CAPE CANAVERAL, Fla. | To be evolutionary or revolutionary - that is the question facing the nation’s unsettled space program.

President Obama faced a crowd of 200-plus people at Kennedy Space Center Thursday, touting his revision for the next phase of the space program with emphasis on creating new space technologies and jobs while increasing the involvement of commercial industries. Under fire from some storied figures of the U.S. space program, Mr. Obama stressed that it is time to write a new chapter in NASA’s history book.

“I am 100 percent committed to the mission of NASA and its future,” he said, standing in front of the mock-up of the proposed new Orion space capsule. “The shuttle is at the stage of retiring after years of service.”

Pledging $6 billion to his revamped vision of the U.S. space program, which relies heavily on private-sector contributions, Mr. Obama acknowledged the world has changed since President Kennedy committed the nation in 1961 to reaching the moon in a decade.

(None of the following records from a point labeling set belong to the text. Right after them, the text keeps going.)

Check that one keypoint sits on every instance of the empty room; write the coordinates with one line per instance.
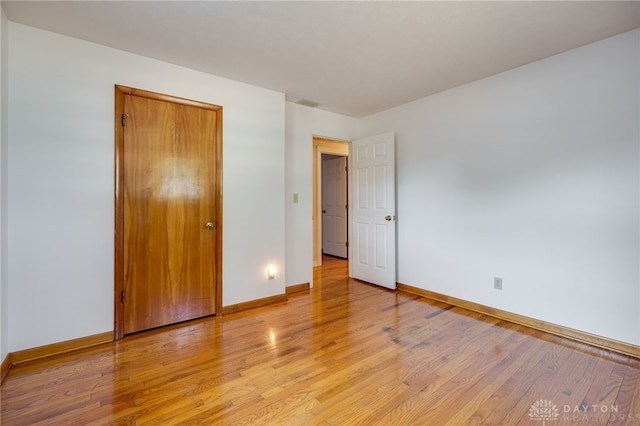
(318, 212)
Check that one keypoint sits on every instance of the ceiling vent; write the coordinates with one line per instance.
(307, 102)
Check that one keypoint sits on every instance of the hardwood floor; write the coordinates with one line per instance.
(344, 352)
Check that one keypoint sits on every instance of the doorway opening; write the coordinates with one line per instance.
(327, 149)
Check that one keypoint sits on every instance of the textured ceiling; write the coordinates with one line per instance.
(353, 58)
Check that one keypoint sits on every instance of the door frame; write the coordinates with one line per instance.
(120, 92)
(321, 146)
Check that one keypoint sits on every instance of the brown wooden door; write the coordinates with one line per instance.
(170, 211)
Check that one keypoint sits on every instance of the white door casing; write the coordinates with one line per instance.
(334, 207)
(372, 210)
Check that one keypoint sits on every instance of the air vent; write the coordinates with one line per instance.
(307, 102)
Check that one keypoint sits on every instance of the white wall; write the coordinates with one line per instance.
(531, 175)
(4, 288)
(61, 146)
(302, 123)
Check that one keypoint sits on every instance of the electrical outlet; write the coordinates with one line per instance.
(497, 283)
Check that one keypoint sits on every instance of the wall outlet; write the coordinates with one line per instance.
(497, 283)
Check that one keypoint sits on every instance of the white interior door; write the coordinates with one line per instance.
(372, 192)
(334, 206)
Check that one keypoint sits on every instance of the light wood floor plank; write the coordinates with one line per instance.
(342, 353)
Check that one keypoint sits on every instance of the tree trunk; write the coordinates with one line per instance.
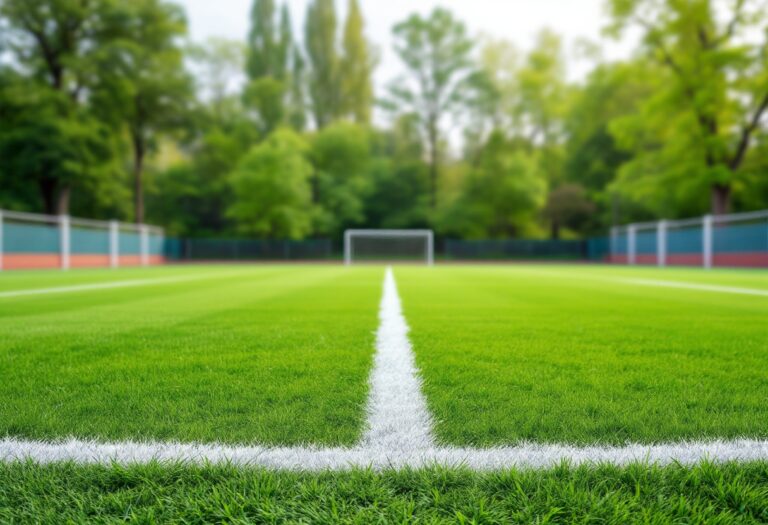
(434, 158)
(138, 172)
(62, 206)
(721, 199)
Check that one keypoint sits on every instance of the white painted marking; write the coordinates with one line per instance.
(398, 418)
(398, 433)
(99, 286)
(693, 286)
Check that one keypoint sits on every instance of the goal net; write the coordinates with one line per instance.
(389, 246)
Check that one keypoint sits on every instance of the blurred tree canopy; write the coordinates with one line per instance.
(108, 111)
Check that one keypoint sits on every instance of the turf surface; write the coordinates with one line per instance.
(579, 355)
(178, 494)
(274, 355)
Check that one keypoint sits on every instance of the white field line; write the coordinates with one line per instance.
(398, 418)
(101, 286)
(398, 433)
(692, 286)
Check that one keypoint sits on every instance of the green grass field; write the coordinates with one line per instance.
(281, 355)
(270, 355)
(562, 355)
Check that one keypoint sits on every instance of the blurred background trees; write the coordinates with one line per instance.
(106, 110)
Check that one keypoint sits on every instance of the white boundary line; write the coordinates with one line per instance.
(107, 285)
(398, 433)
(693, 286)
(398, 418)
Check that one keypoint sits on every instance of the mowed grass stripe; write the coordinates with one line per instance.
(14, 280)
(277, 360)
(178, 493)
(510, 355)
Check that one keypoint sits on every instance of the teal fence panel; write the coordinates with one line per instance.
(89, 241)
(646, 242)
(30, 238)
(740, 238)
(129, 243)
(156, 244)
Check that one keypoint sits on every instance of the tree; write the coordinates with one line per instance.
(46, 157)
(436, 53)
(148, 88)
(272, 191)
(341, 156)
(56, 42)
(593, 156)
(216, 63)
(270, 50)
(398, 196)
(500, 197)
(269, 42)
(715, 99)
(567, 207)
(356, 67)
(325, 90)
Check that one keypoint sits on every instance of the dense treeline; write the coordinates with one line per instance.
(107, 111)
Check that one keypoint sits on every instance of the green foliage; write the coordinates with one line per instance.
(341, 157)
(47, 157)
(567, 207)
(270, 50)
(501, 195)
(705, 118)
(272, 196)
(435, 51)
(95, 95)
(325, 89)
(266, 96)
(356, 68)
(269, 43)
(145, 86)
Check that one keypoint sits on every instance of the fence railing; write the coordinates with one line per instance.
(739, 239)
(197, 249)
(31, 240)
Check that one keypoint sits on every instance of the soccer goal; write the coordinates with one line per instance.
(389, 246)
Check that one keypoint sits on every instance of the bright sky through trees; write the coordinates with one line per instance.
(516, 20)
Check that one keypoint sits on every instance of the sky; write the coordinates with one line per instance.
(515, 20)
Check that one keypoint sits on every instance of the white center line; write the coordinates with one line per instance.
(398, 435)
(398, 418)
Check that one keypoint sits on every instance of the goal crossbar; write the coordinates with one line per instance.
(427, 235)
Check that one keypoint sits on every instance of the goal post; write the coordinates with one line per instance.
(389, 246)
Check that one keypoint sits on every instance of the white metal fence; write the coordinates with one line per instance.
(31, 240)
(739, 239)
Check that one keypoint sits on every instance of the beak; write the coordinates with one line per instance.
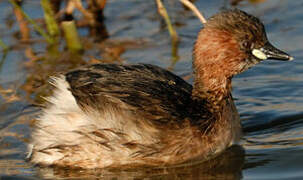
(268, 51)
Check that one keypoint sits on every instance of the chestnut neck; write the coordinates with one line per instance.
(217, 57)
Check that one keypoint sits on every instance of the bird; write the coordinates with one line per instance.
(114, 116)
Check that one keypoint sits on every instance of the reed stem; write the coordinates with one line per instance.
(52, 26)
(35, 25)
(71, 36)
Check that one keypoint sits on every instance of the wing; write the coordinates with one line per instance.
(146, 89)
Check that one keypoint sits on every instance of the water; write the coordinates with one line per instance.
(268, 96)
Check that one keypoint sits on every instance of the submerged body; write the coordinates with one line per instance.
(108, 115)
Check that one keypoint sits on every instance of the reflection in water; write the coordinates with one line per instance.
(228, 165)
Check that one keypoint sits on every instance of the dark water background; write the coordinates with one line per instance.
(269, 97)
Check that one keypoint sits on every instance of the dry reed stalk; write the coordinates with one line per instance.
(162, 11)
(193, 8)
(35, 25)
(49, 16)
(73, 42)
(24, 30)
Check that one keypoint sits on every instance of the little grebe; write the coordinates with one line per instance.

“We are no longer racing against the Russians,” Mr. Obama said. “Today [getting to space] is a global collaboration.”

With the phasing out of the shuttle program in early 2011, 7,000 to 9,000 people across the nation could be out of work. However, by keeping the Orion capsule going - with plans to use it as a ferry or lifeboat to the International Space Station - Mr. Obama argued that as many as 2,500 jobs could come back to Florida by 2012 and upward of 10,000 nationwide over the next few years.

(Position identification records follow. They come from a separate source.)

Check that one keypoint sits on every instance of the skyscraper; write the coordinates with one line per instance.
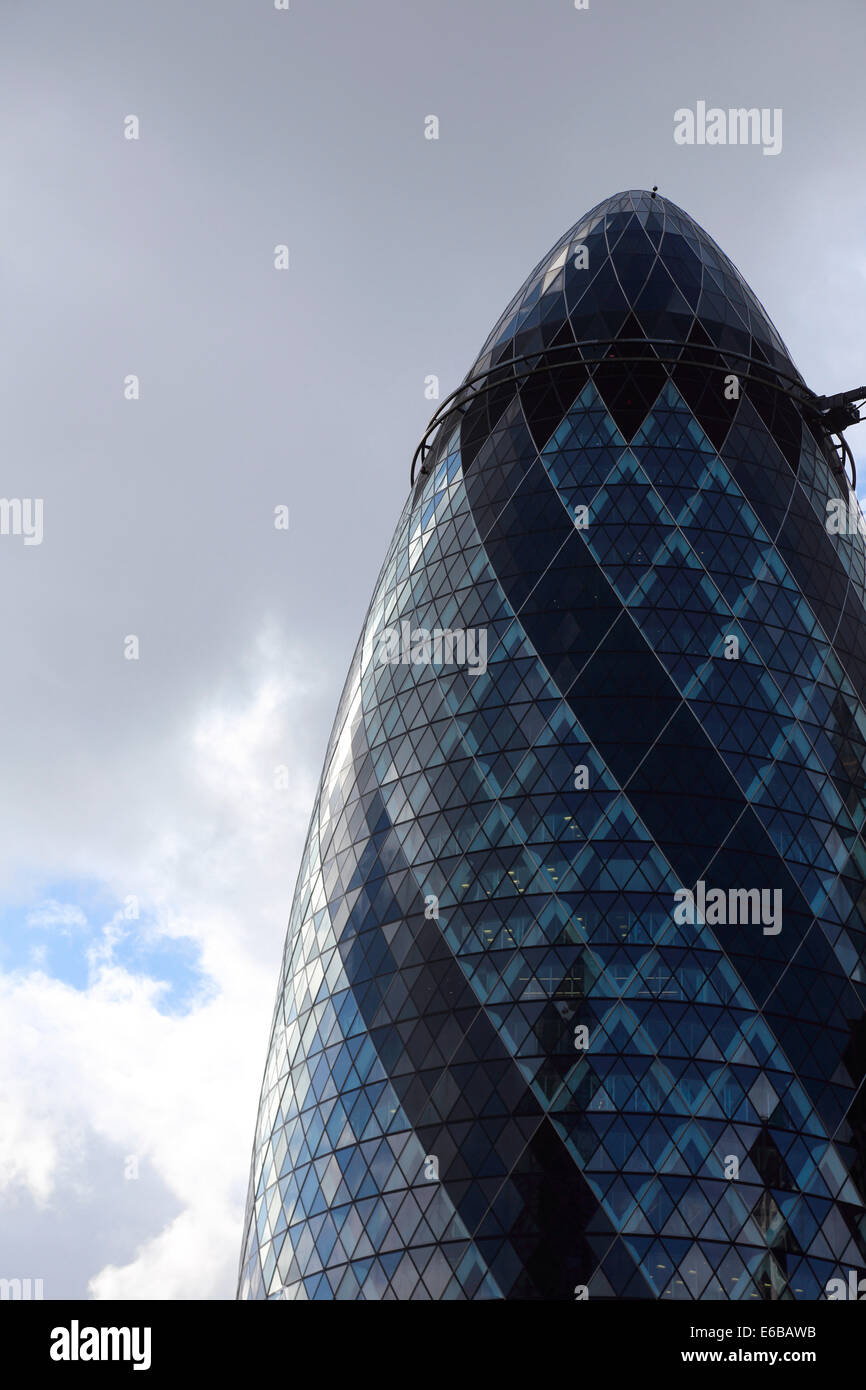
(572, 1000)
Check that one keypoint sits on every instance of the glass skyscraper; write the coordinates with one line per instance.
(572, 998)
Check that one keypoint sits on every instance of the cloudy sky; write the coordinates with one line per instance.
(149, 848)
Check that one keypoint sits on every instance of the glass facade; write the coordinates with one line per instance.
(615, 653)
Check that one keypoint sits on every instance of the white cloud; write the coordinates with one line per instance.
(211, 854)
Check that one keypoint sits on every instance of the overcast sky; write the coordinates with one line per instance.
(135, 1044)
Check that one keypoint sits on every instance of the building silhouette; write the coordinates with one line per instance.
(615, 656)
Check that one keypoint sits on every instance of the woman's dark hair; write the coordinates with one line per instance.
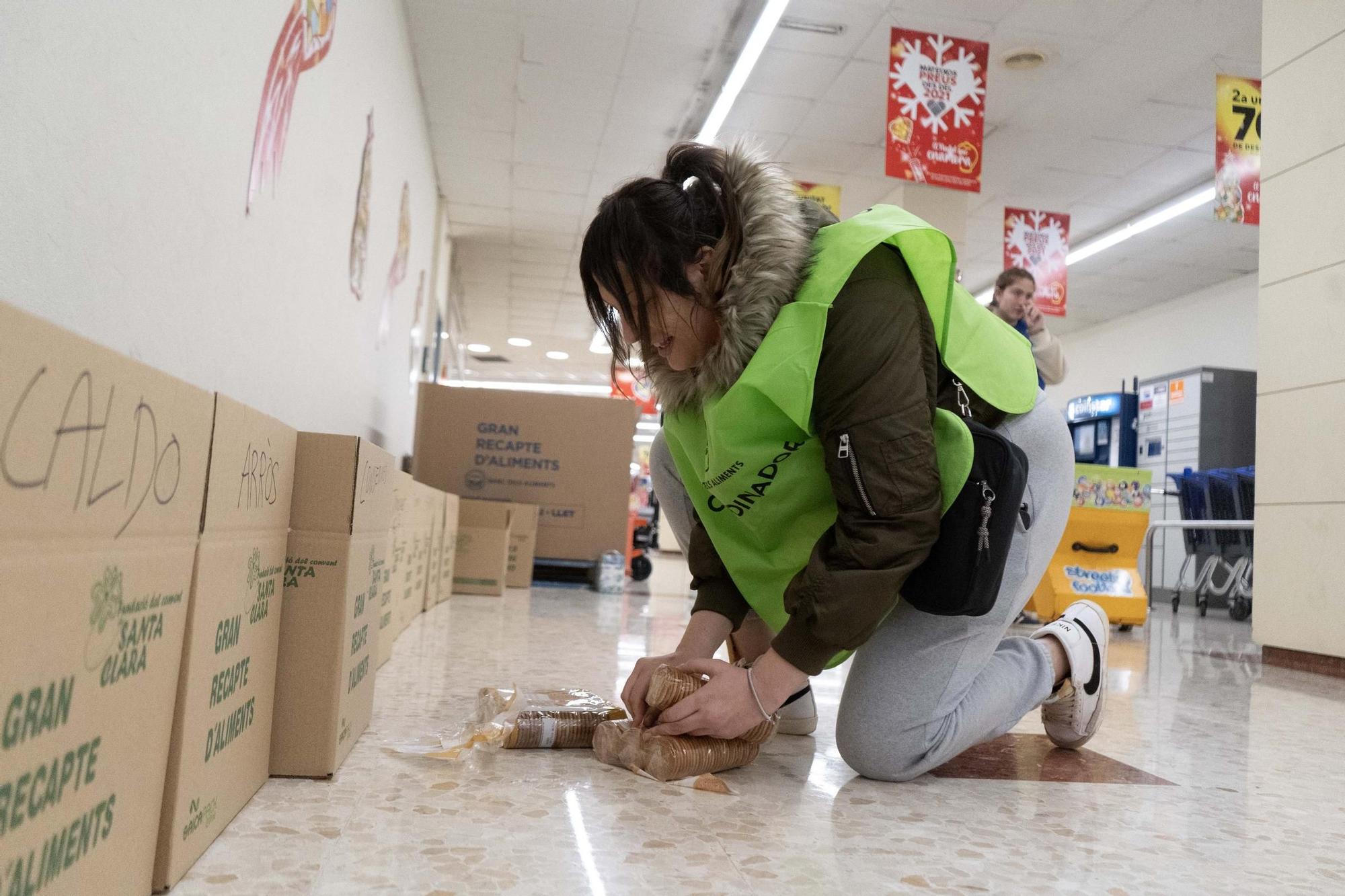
(650, 229)
(1009, 275)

However, critics argue that NASA should have stayed on its evolutionary path of building the Constellation program from the ashes of the shuttle era, as suggested by former President George W. Bush, with the idea of reviving manned missions to the moon and eventually to Mars. NASA already has spent $19 billion over six years on the troubled effort, only to have the program scrubbed by the new administration.

Mr. Obama insisted Thursday that his blueprint will free up the space agency to focus on development of new exploration technologies. He announced during his speech that the first destination beyond the space station is an asteroid, with a goal of traveling on to Mars,

“We’ll start by sending astronauts to an asteroid for the first time in history,” he said. “By the mid-2030s, I believe we can send humans to orbit Mars and return them safely to Earth. And a landing on Mars will follow - and I expect to be around to see it.”

The administration plan depends heavily on commercial companies to ferry astronauts to the space station for the time being. Another alternative is to rely on the Russian space program for launch services, with a round-trip ticket costing between $70 million and $100 million per trip.

In January, NASA’s Aerospace Safety Advisory Panel concluded that no private launch firm was certified for carrying humans into space, nor is there a mechanism far enough along in development to earn such a certification. One private initiative, SpaceX, saw its early prototypes fail three times before its Falcon 1 rocket orbited the Earth in 2008. In 2007, three employees of Scaled Composites were killed in an explosion while testing a nitrous oxide delivery system,

“We are 40 years beyond the first landing of humans on the moon, and yet we are still far from the capability to conduct long-duration missions outside low Earth orbit, let alone being able to consider sending humans to Mars,” NASA Administrator Charles Bolden told attendees at the annual National Space Symposium on Tuesday.

Mr. Obama’s plan has met with fierce opposition from astronaut Neil Armstrong and other NASA pioneers and with bipartisan skepticism from lawmakers whose districts in Florida and elsewhere include large concentrations of NASA employees and contractors.

Mr. Armstrong and fellow former astronauts Jim Lovell and Eugene Cernan released a strongly worded letter accusing Mr. Obama of “effectively dismembering” the U.S. space program.

“It appears that we will have wasted our current $10-plus-billion investment in Constellation,” the three astronauts wrote. “…Without the skill and experience that actual spacecraft operation provides, the [United States] is far too likely to be on a long downward slide to mediocrity.”

However, former Apollo astronaut Buzz Aldrin, Mr. Armstrong’s partner on the first moon mission, endorsed Mr. Obama’s plan and sat in the front row at Kennedy Space Center for the president’s speech.

John Logsdon, a professor emeritus at George Washington University and its Space Policy Institute, also backed Mr. Obama’s change of direction.

“It is time to be more than just a taxi service to Earth in low orbit,” Mr. Logsdon said. “Things are going to be different. NASA is a space program, not a jobs program.”